Interior Minister Alexander Dobrindt has proposed amendments to the Aviation Security Act that would allow the Bundeswehr to permanently assist police in combating drones in airport areas, but the idea met immediate criticism. Under the German constitution, the use of the Bundeswehr on German soil in peacetime is strictly limited, and troops may be deployed only when police and border forces are insufficient, such as in the event of a natural disaster or a mass armed uprising. A 1968 amendment that allowed the use of the military in emergencies provoked intense debate at the time, as Germans feared that the right to deploy troops domestically could be abused, thereby harming democracy.

Changing the constitution requires support from two-thirds of lawmakers, support Dobrindt cannot currently count on. As Justice Minister Stephanie Hubig (SPD) explained, For good reasons, deployments of the Bundeswehr within Germany are only permitted within very narrow limits — and it must remain that way.”
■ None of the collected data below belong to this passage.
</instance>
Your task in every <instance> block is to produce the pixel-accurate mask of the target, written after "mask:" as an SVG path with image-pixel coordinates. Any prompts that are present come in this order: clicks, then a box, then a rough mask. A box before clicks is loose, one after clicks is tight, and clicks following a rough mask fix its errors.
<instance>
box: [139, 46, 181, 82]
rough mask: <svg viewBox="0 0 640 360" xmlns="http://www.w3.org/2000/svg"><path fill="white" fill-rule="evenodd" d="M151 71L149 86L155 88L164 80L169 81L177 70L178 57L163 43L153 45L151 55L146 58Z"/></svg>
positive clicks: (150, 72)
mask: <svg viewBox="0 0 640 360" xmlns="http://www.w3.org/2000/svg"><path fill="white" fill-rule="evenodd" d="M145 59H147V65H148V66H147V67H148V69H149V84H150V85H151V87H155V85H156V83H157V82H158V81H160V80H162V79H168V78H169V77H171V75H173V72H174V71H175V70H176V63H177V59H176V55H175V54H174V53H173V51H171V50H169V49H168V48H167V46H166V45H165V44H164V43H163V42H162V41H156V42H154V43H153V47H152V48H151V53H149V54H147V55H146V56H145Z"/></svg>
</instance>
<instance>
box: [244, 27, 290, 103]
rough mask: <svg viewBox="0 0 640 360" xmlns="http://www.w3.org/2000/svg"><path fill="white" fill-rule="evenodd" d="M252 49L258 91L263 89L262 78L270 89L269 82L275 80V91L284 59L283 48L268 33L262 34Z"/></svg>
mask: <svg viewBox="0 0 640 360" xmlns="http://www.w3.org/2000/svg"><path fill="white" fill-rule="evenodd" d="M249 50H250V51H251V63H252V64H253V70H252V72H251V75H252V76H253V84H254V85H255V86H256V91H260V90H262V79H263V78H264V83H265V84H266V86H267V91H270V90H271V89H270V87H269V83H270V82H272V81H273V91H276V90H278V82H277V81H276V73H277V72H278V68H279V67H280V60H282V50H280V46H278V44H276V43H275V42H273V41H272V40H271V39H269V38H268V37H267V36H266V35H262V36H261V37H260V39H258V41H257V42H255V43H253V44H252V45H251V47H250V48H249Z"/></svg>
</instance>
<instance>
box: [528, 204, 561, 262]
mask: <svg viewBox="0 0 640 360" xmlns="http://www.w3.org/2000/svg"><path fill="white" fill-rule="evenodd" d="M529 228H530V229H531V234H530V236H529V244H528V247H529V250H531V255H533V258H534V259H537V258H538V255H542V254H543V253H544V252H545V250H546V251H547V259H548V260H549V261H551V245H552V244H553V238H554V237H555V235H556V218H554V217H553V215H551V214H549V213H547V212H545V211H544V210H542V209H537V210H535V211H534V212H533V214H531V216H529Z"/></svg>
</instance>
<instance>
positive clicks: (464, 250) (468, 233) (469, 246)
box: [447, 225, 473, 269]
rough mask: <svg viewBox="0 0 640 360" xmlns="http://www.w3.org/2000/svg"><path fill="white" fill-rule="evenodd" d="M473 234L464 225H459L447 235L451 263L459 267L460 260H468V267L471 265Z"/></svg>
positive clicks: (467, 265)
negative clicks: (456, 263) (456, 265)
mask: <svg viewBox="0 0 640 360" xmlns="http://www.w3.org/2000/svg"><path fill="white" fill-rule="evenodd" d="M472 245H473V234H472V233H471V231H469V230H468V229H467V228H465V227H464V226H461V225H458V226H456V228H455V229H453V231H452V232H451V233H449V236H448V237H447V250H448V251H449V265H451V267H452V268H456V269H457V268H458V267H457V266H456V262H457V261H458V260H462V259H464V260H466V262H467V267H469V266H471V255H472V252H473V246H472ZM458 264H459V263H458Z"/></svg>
Falko Drossmann, the SPD’s defense policy spokesman in the Bundestag, also criticized Dobrindt’s idea, saying the military already faces “serious provocations from Russia on land, at sea, in the air, and in cyberspace” and therefore simply cannot take on police functions. Defense Minister Boris Pistorius, while broadly supportive of Dobrindt’s initiative, stressed that drones have so far not posed a clear threat. Defense experts have also criticized the proposal to shoot down drones, noting that falling wreckage or the detonation of an explosive payload could cause serious damage.